According to Shanbag, the performers have been looking for unconventional spaces while owners are keen to give a unique identity to their property. “This trend has been growing not just in Mumbai, but also in Delhi, Chennai and Bangalore. The problem is many of them are adhoc spaces as the owners change their mind about letting it out or there is some other problem,” he says. Citing his own experience, he says that after doing a series of shows at the aerobics floor of a gym in Mumbai’s Khar on Sunday evenings, he had to stop because the gym decided to add more treadmills. “So, we thought of creating a space which we own and can control,” says the thespian.

The space opened last week with a presentation made by Mumbai-based photographer Chirodeep Chaudhuri, who’ s been photographing Mumbai’s public clocks since 1996. Chaudhuri, who has spotted 74 of them in two decades, shared his interesting encounters from Mumbai’s bylanes in search of these clocks.
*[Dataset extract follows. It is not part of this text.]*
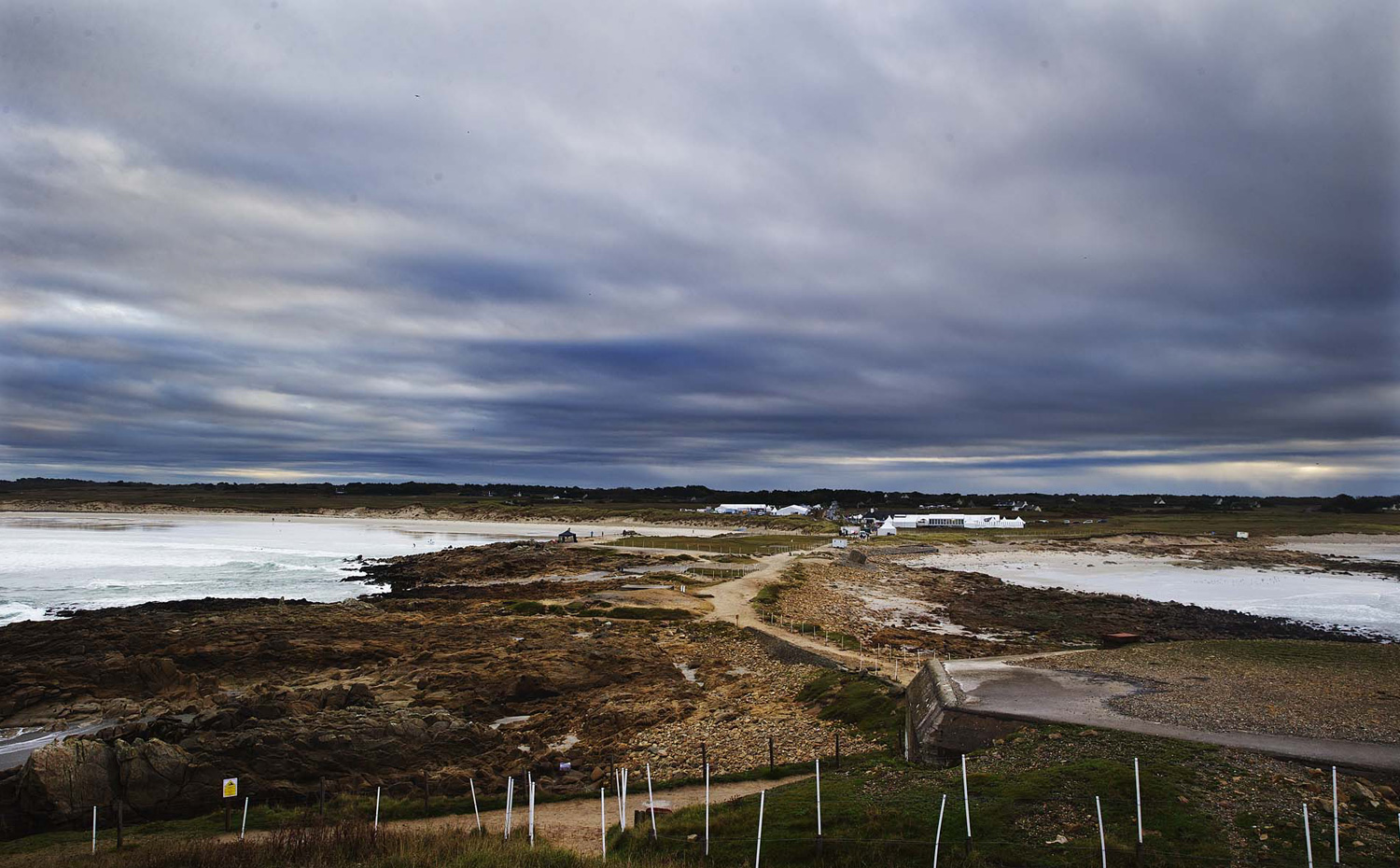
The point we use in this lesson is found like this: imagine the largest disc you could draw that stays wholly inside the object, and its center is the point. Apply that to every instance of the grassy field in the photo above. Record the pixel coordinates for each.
(1032, 805)
(1257, 523)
Following this, Gautam Pemmaraju spoke about the beauty and richness of Mizahiya Shairi, a poetic satire in Dakhani (the name for Urdu in the Deccan). The researcher-filmmaker shared his research findings and showed clips from his documentary on the subject. The delightful flavours of Dakhani were brought alive by actors Nisha Dhar and Imran Rashid, who performed a comic piece in the style of nok-jhonk.

Studio Tamaasha is also starting a reading programme this month. Mentored by theatreperson Aslam Parvez, this programme will hold dramatised reading of short stories by Munshi Premchand, Sadat Hasan Manto, Ismat Chugtai, Rajendra Singh Bedi and others. Actor-writer Sapan Saran presented a reading of Manto’s story Khusiya. Dancer Maithily Bhupatkar and musician Santanu Ghatak showcased Taati, a high-energy contemporary dance piece. The evening ended with Jahnavi Srimankar, Avankita Ganguly and Trisha Kale delivering a stirring multilingual musical experience.

Studio Tamaasha is open to anyone who is doing anything with the arts. “We have rented the place for a year. We want to see if it is possible to create an art centre in the neighbourhood,” he adds. The studio has a packed schedule for the next two months. Other than performing its shows, such as Blank Page, Marriagelogy and Waiting of Naseer, Tamaasha, within the next three months, plans to open a new show, specially curated for the studio.